96話 アリステラと面影
ギマン視点へと戻ります。
お読み下さりありがとうございます!
イ・ロスを倒し終えた俺は仲間の所へ向かおうとした。
「ギマン!無事だったか」
近くにいたのか、カオリが俺の方へ駆け寄ってくる。
「カオリだけか、他のみんなは?それにしても左肩大丈夫なのか?」
左肩から血を流しているカオリを見て、心配する。
「私の作戦で皆、それぞれであのピエロ達の相手をする事になった。左肩は大した怪我じゃない」
集団戦をするより、個人個人で相手した方がいいとカオリが判断したのか。
大した怪我じゃないって言ってるけど、左肩の傷は結構深いように見えた。
「おーい!みんな〜!無事だったか!」
「ギマン様!ご無事だったのですね」
今度はもっと重傷な怪我をしたカイルとアザミがやってくる。
「カイル、お前左足どうした。それに2人共ひでぇ火傷だな。早くリーシャちゃんに診てもらわないとな」
ノスクレイ要塞でカイルと一悶着あった俺は、心配していたが、吹っ切れた様子のカイルを見て、少し安心した。
「皆さ〜ん!ご無事でしたか〜!」
噂をするとリーシャちゃんが手を振りながら、こちらに走ってくる。
「リーシャちゃんも無事だったんだな。良かった。いきなりで悪いんだが、3人の手当てをまかせてもいいか? その前にカイル、その左足の代わりにしてるやつを引き抜かないとな」
こんな事までして戦ってたのか...俺はカイルの左足の状態を見て感じた。
その後、ぎゃあぎゃあうるさいカイルを無視しながら、引き抜いたけど。
「もちろんです! 《天使の聖域》!」
抜き終わったあと、リーシャちゃんはすぐに回復魔法をかける。
「いつもありがとねリーシャちゃん。そして皆もよく頑張った」
俺は労いの言葉を皆にかける。
「今回こそはほんとに死ぬかと思ったけどな!」
「バカイル無茶しすぎ」
「手強い相手だった...」
「私も危なかったです」
カイル、アザミ、カオリ、リーシャちゃんの順番に今回の戦いの感想を述べる。
皆の様子を見ると、かなり苦戦した代償として、良い経験がつめたようだ。
「あとはアリステラか」
ステータスを見た感じ大丈夫だとは思うが、一応様子を見に行く。
すると、アリステラはどこから出したのか、外に豪華な机と椅子を置いていて、優雅にティーブレイクをしていた。

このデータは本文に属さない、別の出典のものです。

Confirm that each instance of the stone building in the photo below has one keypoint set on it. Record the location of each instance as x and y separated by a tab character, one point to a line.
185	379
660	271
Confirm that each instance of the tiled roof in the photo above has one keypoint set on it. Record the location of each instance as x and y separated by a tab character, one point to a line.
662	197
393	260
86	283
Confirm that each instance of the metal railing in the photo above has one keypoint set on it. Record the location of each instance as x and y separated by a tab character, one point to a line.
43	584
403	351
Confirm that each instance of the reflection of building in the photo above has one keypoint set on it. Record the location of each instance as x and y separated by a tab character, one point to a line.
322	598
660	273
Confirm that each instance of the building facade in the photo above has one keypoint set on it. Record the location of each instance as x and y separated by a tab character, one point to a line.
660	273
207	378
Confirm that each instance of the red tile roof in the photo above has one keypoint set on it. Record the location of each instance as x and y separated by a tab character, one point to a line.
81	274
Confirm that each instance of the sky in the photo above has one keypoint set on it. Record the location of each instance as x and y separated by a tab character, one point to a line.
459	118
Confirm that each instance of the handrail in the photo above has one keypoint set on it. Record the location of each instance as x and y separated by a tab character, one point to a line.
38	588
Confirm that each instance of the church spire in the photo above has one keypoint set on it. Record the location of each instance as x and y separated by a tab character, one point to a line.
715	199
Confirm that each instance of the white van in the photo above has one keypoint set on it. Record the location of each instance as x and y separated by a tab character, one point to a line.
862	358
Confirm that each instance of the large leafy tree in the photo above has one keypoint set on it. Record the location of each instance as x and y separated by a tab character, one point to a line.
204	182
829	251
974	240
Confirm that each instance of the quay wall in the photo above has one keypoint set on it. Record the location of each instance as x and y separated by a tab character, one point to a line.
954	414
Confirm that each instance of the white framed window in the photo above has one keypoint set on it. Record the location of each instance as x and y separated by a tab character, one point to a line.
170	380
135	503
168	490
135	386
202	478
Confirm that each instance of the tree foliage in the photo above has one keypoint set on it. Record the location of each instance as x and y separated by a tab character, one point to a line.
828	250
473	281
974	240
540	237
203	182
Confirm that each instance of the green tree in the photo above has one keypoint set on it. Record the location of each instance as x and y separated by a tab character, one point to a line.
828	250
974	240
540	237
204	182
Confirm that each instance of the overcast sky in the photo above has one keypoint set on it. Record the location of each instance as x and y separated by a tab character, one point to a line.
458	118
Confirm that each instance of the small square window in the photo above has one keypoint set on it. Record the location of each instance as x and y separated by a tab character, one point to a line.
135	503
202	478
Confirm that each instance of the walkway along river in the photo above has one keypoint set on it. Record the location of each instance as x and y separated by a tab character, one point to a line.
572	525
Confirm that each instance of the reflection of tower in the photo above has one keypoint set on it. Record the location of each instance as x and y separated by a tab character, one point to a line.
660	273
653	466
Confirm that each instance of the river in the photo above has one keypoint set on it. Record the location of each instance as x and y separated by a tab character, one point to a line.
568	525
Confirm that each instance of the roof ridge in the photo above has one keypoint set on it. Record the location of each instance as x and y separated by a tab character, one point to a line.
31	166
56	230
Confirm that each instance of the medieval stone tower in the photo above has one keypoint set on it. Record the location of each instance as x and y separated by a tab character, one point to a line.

「あら、遅かったわね。助けても良かったのだけど、信頼されていない私が来るのも嫌だろうと思ったし、ここでゆっくりさせてもらってたわ」
「あのピエロ達はどうしたんだ?」
逃がしたとか言ったらこいつとの共闘はなしにしてやろうと思ったが
「そう言うと思って、ちゃんと死体は保管してあるわ」
アリステラが指を鳴らすと、俺達の前に泣き顔、眠り顔、困り顔のピエロが無造作に地面に置かれる。
「生首だと、さっきみたいにそこのお嬢さんが気分を悪くしちゃうと思ったから、ちゃんと胴体も残した置いたわ」
偉いでしょ?みたいな表情を浮かべて俺を見るアリステラ。
俺は《神の瞳》で地面に置かれたピエロ達を見る。
3人ともしっかりHPが0になっており、嘘ではないことを確かめる。
「これで少しは信用してくれても良いんじゃないかしら?今回の襲撃に関しては私も被害者なのだから」
確かに、今回の襲撃に関してはアリステラは白かもしれない。
なぜなら、あの泣き顔のピエロは、多分俺の中に残っていたナナシの魔力を感知したと言っていた。
そうしたら、今回の密談場所がバレたのは俺のせい。
「わかった。今回に関してはあんたがいてくれて助かった。俺達だけだと危なかった。だがまだ、共闘に関しての返事は1回連合国に持ち帰り、話し合ってから決めたい。それでいいか?」
「フフッ。ホントに疑り深いのね。わかった、良い返事を期待してるわ。あとあんたって呼び方はやめて欲しいわね。アリステラかアリスでいいわ。それとも巴の方が貴方にはいいかしら?」
俺の条件に了承したアリステラは、最後にからかってきた。
「わかった。アリステラ」
「フフッ。まぁ初めはそれでいいわ。それじゃあ私はお暇させてもらおうかしら。また会いましょうね。ギマン」
そう言ってアリステラは霧になり、彼方へと飛んで行った。
最後に俺の名前を呼んだ姿が巴と重なった。